Alors maintenant, j'en ai vraiment chié. Et j'ai un niveau vraiment mauvais, pourtant je pense pas pouvoir caser plus niveau entrainement (tant par le temps que par ce que je peux supporter). Peut-être c'est simplement trop dur. A voir si l'envie me prend, mais pas convaincu même posé à froid une semaine plus tard. Finalement le format half est très bon pour prendre un truc assez long, mais dans la limite du supportable. Alors, jamais 2 sans 3? On verra, mais franchement pas du tout convaincu. D'un côté, quel bonheur de terminer un truc comme ça. Mais de l'autre, pfiou c'est rude quand même.
Retour sur la course.
On aime ou pas les organisations IM. Franchement, ouais c'est très cher. Mais quelque part, c'est une magnifique machine. Tout est organisé à la perfection. Et quand, comme moi
t'es pas vraiment dans les participants de tête, t'as toujours du monde en galère avec toi, et finalement c'est bien cool ca aussi
La natation dans une rivière, ben il y a surement des beaux lacs plus sympa, mais ca fait le boulot. Le vélo, beau parcours. Hyper sécurisé, pas de voiture. Pas de passage trop chaud. Des ravitos à la pelle, des bénévoles aussi en nombre pour approvisionner. Dans la globalité, de mémoire doit y avoir 4 passages avec un peu de D+, et un seul passage un poil raide. Franchement pas de quoi fouetter un chat. J'ai entendu diverses voix "Oh le parcours pas si rapide". Mais bordel, c'est compliqué plus plat que ca quand même, il reste les landes pour être plus plat quoi
Le parcours course à pied, bon forcément l'organisation fait des boucles, bien plus pratique pour l'organisation et pour les spectateurs.
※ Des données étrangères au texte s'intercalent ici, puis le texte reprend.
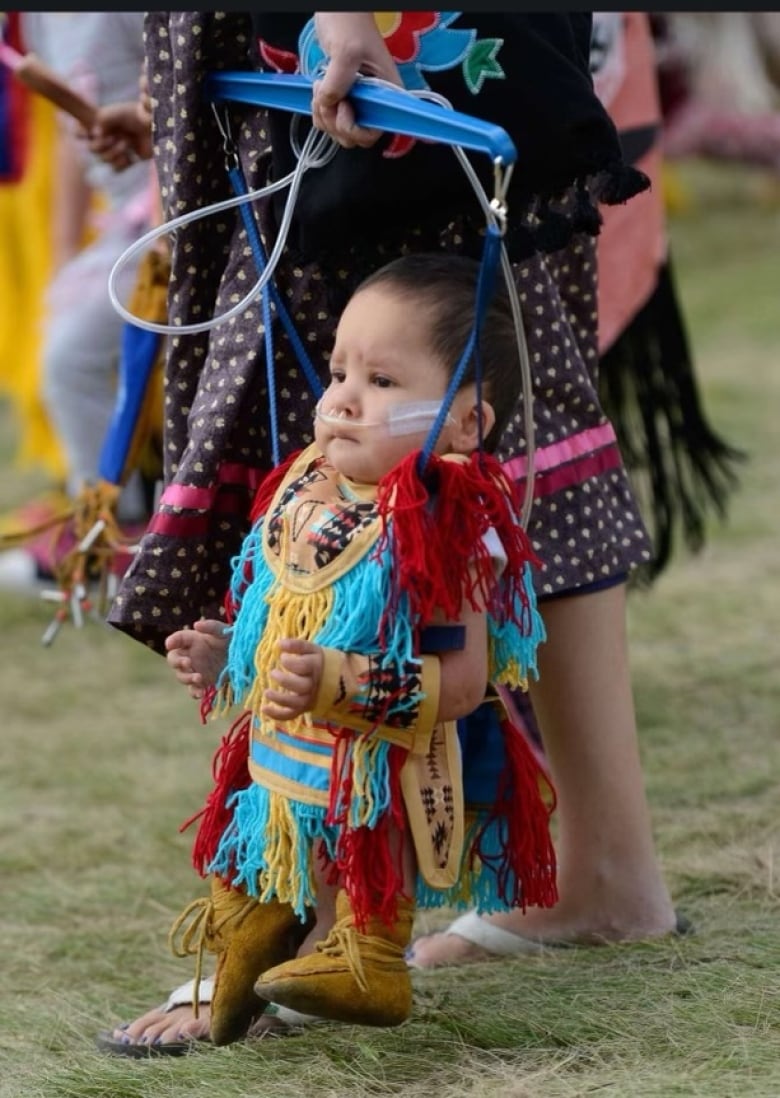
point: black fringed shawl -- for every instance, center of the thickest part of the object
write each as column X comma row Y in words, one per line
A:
column 542, row 96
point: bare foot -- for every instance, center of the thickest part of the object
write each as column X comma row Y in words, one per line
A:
column 514, row 932
column 166, row 1027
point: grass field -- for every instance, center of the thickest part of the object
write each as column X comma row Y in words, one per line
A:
column 103, row 759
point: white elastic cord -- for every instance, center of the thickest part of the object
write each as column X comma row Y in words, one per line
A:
column 324, row 149
column 318, row 149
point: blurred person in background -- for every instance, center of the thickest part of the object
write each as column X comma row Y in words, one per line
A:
column 720, row 83
column 98, row 212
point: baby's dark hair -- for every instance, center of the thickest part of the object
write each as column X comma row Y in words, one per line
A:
column 446, row 286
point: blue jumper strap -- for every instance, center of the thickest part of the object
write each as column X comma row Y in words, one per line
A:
column 376, row 107
column 380, row 108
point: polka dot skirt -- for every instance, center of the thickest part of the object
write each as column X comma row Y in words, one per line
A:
column 220, row 401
Ca fait le boulot. Le côté spectacle animation musicale show, quand tu viens pas en mode ultra performance mais pour passer une bonne journée de sport, c'est bien sympathique. Je ne vois pas trop ce qu'on peut trouver à redire vraiment sur cette épreuve. Puis quel pied, du monde au moindre village sur le bord de la route, les familles sous le parasol à t'encourager. C'est vraiment une épreuve magnifique.
Vous croyez que j'étais content de terminer?
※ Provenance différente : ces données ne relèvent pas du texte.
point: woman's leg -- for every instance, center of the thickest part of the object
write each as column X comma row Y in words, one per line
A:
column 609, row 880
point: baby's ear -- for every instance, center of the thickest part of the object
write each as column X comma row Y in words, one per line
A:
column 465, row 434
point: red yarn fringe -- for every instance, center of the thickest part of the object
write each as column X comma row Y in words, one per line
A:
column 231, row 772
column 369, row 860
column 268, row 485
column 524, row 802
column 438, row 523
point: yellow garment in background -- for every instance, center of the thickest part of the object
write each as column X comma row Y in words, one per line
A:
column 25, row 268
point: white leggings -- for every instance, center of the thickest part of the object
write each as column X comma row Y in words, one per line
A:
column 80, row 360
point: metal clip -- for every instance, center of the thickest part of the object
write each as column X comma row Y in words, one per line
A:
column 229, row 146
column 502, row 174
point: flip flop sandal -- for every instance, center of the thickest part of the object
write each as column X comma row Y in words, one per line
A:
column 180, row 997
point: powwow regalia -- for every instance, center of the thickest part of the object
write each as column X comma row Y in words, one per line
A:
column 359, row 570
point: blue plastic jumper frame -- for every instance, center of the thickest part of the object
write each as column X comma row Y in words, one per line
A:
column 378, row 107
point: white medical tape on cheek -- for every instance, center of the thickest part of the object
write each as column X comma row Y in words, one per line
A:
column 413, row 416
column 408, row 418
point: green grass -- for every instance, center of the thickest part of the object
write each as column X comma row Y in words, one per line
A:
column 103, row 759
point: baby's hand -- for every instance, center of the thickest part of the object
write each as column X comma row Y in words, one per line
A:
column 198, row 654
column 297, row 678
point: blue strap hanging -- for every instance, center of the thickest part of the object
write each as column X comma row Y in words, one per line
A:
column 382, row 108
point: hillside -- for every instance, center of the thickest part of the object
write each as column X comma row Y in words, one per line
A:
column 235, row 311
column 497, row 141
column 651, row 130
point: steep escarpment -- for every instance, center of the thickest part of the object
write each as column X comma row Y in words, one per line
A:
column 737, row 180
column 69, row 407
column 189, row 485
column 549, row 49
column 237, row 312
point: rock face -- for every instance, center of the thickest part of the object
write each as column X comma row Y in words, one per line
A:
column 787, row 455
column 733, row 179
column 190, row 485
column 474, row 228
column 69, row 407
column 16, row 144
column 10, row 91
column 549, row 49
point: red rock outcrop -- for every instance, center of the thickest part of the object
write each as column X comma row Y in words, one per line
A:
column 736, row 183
Le départ. J'ai une orca et un bonnet gris.
Sortie de l'eau, c'est bon c'est fait.
Ca fonctionne bien l'appli de reconnaissance faciale sportograf, me retrouver avec un selfie sur une photo ou je suis même pas de face
Début de vélo. Ici tout est bon.
Je pense que l'estomac me dit de plus pousser, alors j'essaie d'occuper l'esprit à autre chose.
Premier tour. Sur cette passerelle un peu... bougeante.
Ouais les photos sont pas dans l'ordre
Possible qu'il y ai quelques coquilles/fautes.